I'll quote the beginning of the example from the document you have linked to.

Example 3: Let $X$ be an uncountable set and let $\{0,1\}$ have the discrete topology. Consider $\mathcal P(X) = \{0,1\}^X$ with the product topology. Let $\mathcal A\subseteq \mathcal P(X)$ be the collection of all uncountable subsets of $X$. $\mathcal A$ is not open; indeed every basic open contains finite sets. However, we claim that $\mathcal A$ is sequentially open.

The important point is notice that the author identifies $\{0,1\}^X$ with $\mathcal P(X)$. Indeed, there is a very natural bijection between these two sets (and it occurs frequently in mathematics, which might be why it is mentioned in the text without any details).

For every subset $S\subseteq X$ you have the corresponding function $\chi_S \in \{0,1\}^X$ which maps elements of $S$ to $1$ and other elements to $0$ $$\chi_S(x)= \begin{cases} 1 & x\in S, \\ 0 & \text{otherwise}. \end{cases} $$ The assignment $S\mapsto \chi_S$ is a bijection between $\mathcal P(X)$ and $\{0,1\}^X$.

Now if we look at the space $\{0,1\}^X$ then the basic open sets are obtained in this way: Choose finitely many coordinates $k_1,\dots,k_n$ and choose values $v_1,\dots,v_n\in\{0,1\}$ which you want to prescribe for these coordinates. Then you get a basic neighborhood consisting of all functions with these prescribed values, i.e. $f(k_j)=v_j$.

What happens if we transfer this topology (using the bijection we mentioned above) to the set $\mathcal P(X)$? Well, for every basic neighborhood we have fixed some finite set $F$ of indices where the functions have to attain the value $1$. If this function is of the form $\chi_S$, this is the same as saying $F\subseteq S$. We also prescribed some finite sets $G$ such that for $x\in G$ we want $\chi_S(x)=0$. This is the same as requiring $S\cap G=\emptyset$.

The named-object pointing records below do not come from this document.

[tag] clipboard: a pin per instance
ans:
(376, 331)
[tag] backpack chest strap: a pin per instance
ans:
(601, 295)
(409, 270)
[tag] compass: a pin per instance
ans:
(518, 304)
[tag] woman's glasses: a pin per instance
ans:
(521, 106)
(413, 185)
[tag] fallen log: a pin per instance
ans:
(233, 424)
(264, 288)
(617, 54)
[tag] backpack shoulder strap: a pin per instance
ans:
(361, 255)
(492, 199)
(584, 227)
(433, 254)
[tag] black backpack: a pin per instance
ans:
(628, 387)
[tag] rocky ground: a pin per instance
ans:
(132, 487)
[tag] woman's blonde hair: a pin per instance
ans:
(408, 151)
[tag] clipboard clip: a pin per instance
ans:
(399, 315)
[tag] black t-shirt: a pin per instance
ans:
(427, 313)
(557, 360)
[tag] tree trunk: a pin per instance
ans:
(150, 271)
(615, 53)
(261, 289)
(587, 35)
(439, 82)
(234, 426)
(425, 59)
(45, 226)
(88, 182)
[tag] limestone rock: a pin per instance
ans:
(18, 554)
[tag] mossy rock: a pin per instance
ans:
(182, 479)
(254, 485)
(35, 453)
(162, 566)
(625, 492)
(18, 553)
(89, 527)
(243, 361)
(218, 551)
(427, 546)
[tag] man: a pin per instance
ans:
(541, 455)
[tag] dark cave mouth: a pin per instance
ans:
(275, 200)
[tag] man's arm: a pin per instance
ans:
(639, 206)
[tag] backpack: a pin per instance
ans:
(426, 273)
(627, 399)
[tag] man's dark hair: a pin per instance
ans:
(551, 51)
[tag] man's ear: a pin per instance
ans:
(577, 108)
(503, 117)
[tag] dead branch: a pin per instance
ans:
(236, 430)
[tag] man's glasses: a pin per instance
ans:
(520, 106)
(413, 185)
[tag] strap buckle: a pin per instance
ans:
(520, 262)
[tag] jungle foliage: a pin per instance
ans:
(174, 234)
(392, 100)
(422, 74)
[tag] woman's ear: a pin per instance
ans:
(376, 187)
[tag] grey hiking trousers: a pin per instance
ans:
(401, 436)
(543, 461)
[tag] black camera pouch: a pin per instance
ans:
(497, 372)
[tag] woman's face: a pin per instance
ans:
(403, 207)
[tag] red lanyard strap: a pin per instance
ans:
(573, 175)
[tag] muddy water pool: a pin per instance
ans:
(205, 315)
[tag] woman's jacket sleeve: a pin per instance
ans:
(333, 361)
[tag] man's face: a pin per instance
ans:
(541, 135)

So the basic open sets in $\mathcal P(X)$ are like this: For any finite sets $F,G\subseteq X$ you get a basic set $$\mathcal O_{F,G}=\{S\subseteq X; F\subseteq S, G\cap S=\emptyset\}.$$ You can notice, that for any choice of $F$, $G$ such that $F\cap G=\emptyset$, this basic set contains at least one finite set. (For $F\cap G\ne\emptyset$, the set $\mathcal O_{F,G}$ described here is empty.)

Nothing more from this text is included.